The concept of reproductive justice first emerged at a women’s conference in 1994. At this time, Congress was working on health care reform, but reproductive health care was not a part of the conversation in order to appeal to both Democrats and Republicans, according to Ross. During the conference, Ross and a group of black women from a variety of organizations and backgrounds began talking about the reform and its relation to social justice.
“As black women who understood abortion politics right and left, we were always frustrated at how abortion was always isolated from all the other social justice issues,” Ross said. “We decided to take the concept of reproductive rights and splice it together with the concept of social justice, and we coined the term of reproductive justice.”
Intersectionality serves as one of the main pillars of reproductive justice in an effort to protect rights, especially those of women of color, that some believe are not protected by the U.S. Constitution, according to Ross.
In her talk, Ross emphasized the importance of the connection between reproductive rights and human rights and what it means for women in the United States in particular.
“The U.S. Constitution, first of all, can’t handle intersectionality … Secondly, they don’t talk about the right to economic security or freedom from violence or housing or education,” Ross said. “None of that is in the U.S. Constitution. It’s life, liberty and the pursuit of happiness as defined by white, slave-owning men. It’s a very impudent document, in my mind, for achieving and protecting our human rights.”
Among other roles, Ross works to bring people into the reproductive justice and activist movement.
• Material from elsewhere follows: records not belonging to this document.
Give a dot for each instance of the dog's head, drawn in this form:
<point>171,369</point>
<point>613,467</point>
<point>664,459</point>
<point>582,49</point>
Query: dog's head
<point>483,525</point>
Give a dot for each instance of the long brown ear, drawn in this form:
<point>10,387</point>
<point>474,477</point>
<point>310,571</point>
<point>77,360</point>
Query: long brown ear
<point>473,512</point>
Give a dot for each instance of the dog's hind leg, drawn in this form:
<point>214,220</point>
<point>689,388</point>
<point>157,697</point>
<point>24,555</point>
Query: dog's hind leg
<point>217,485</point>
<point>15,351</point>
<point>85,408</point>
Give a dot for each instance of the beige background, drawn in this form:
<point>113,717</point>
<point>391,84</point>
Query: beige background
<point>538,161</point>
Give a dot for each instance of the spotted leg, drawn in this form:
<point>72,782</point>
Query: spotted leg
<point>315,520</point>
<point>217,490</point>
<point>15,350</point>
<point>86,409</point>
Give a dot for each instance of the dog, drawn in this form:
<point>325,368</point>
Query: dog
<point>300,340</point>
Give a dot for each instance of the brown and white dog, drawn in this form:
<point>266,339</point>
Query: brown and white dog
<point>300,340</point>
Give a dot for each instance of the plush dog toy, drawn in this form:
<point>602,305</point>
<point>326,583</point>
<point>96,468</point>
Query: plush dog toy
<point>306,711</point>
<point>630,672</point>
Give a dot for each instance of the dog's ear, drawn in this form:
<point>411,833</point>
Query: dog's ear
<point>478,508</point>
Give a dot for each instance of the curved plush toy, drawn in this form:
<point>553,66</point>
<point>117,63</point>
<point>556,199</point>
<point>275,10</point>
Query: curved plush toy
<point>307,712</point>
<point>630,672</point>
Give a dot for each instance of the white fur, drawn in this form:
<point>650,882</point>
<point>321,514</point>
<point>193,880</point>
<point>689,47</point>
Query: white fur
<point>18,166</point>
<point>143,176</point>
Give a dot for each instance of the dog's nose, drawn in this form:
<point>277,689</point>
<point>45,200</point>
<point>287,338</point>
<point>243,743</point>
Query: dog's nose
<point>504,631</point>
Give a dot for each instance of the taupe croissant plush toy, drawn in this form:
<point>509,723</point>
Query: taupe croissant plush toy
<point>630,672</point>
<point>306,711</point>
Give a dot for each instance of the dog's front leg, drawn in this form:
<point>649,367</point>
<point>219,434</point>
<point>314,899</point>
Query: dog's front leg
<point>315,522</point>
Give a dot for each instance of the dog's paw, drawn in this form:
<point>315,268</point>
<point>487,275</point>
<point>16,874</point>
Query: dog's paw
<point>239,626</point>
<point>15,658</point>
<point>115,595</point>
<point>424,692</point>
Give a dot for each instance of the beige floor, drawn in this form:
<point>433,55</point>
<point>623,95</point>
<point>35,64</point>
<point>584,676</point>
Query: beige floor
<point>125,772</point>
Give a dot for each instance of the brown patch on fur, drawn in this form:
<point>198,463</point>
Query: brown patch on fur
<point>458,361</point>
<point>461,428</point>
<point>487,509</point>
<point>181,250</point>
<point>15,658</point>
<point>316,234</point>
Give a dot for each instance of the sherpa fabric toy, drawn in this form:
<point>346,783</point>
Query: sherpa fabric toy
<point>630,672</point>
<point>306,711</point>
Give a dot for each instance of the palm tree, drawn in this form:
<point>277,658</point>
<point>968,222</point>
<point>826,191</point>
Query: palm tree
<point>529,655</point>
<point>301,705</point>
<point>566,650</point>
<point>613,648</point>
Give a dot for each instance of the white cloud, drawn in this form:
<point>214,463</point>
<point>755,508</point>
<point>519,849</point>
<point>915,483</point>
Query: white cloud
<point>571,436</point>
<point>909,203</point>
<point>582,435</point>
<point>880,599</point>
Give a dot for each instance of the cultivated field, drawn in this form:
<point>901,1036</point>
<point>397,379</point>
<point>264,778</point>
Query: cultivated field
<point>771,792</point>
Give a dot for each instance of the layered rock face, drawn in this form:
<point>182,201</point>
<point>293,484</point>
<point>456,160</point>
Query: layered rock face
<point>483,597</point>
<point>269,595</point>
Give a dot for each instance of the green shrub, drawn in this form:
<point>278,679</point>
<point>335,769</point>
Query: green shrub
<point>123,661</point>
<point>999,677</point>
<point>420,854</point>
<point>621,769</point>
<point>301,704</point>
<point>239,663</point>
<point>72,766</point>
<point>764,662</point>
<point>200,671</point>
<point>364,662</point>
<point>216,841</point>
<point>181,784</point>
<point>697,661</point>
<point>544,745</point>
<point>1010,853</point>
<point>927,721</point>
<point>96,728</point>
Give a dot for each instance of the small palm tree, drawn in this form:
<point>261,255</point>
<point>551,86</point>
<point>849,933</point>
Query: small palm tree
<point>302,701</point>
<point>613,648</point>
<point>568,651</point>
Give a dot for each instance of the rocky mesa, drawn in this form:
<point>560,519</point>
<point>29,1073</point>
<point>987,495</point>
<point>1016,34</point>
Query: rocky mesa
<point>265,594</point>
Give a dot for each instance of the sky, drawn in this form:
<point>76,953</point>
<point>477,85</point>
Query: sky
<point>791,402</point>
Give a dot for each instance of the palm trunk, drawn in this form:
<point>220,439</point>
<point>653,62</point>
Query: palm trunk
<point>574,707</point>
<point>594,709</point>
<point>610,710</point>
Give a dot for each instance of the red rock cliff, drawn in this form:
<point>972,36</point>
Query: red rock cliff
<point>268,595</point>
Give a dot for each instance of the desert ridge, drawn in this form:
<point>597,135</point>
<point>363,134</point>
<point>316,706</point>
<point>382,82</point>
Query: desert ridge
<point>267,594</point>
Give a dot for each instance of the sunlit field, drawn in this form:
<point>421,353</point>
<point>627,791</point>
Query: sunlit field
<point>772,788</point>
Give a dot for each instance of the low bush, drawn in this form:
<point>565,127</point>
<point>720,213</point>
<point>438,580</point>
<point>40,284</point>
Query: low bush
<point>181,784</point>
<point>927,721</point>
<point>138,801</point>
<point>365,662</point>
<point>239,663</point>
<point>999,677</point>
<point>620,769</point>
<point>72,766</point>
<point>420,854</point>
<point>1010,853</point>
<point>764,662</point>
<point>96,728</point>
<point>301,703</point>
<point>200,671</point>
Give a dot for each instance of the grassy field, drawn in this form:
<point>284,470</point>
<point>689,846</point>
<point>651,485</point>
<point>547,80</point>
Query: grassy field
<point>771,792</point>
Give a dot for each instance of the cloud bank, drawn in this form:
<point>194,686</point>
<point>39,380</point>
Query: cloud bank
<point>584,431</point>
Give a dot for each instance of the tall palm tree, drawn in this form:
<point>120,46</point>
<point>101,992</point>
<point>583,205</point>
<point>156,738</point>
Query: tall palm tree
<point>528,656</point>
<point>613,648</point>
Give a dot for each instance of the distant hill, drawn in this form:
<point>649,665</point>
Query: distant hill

While such a task is difficult at times, she recognizes what helps people change their mentality.
“No words make them change,” Ross said. “The people I know who have made the most profound changes in what they believe have had personal experiences that got them there.”
In terms of change on an institutional level, Ross sees a need to overhaul the current cultural morality in order to construct a more equal society, she said.
“The best use of human rights for me, at this time, is for establishing the morality of a culture of caring,” Ross said.
“Right now we’ve got this atomized, individualistic, philosophical tradition that will never create the cultural caring that we need,” Ross added. “The next step in the sequence is to defuse and enter our political system so that we can construct a post-white supremacist world that’s built on how well we take care of each other.”
Melissa Pineda Brown ’20, a member of the Reproductive Justice Alliance student group, found Ross’s focus on the inclusivity of the reproductive justice movement especially intriguing.
“She focused less on the act of abortion and more on not only the significance [that] being able to get an abortion possesses — ensuring one’s bodily autonomy — but the greater power dynamics and oppressive institutions at hand that have made it so that women, often those who are poor women of color, end up having to make these decisions in the first place,” she said.
Co-president of the Reproductive Justice Alliance Samantha O’Brien ’18 has previously seen Ross speak several times but still found the talk important in creating her own beliefs around reproductive justice.
“Each time I hear her speak, it’s not so much a matter of learning something new as it is thinking about something in a way that I’ve never thought about before,” O’Brien said. “Her keen eye on the world and the precision with which she tells her stories really helps me clarify my own thoughts on many different issues.”
For the second year, the Reproductive Justice Alliance hosted Reproductive Justice Week in collaboration with the Women’s and Gender Center.
This weeklong event included a phone bank and a social media campaign urging government officials to repeal the Hyde Amendment, which prevents federal funds from being allocated to pay for abortions.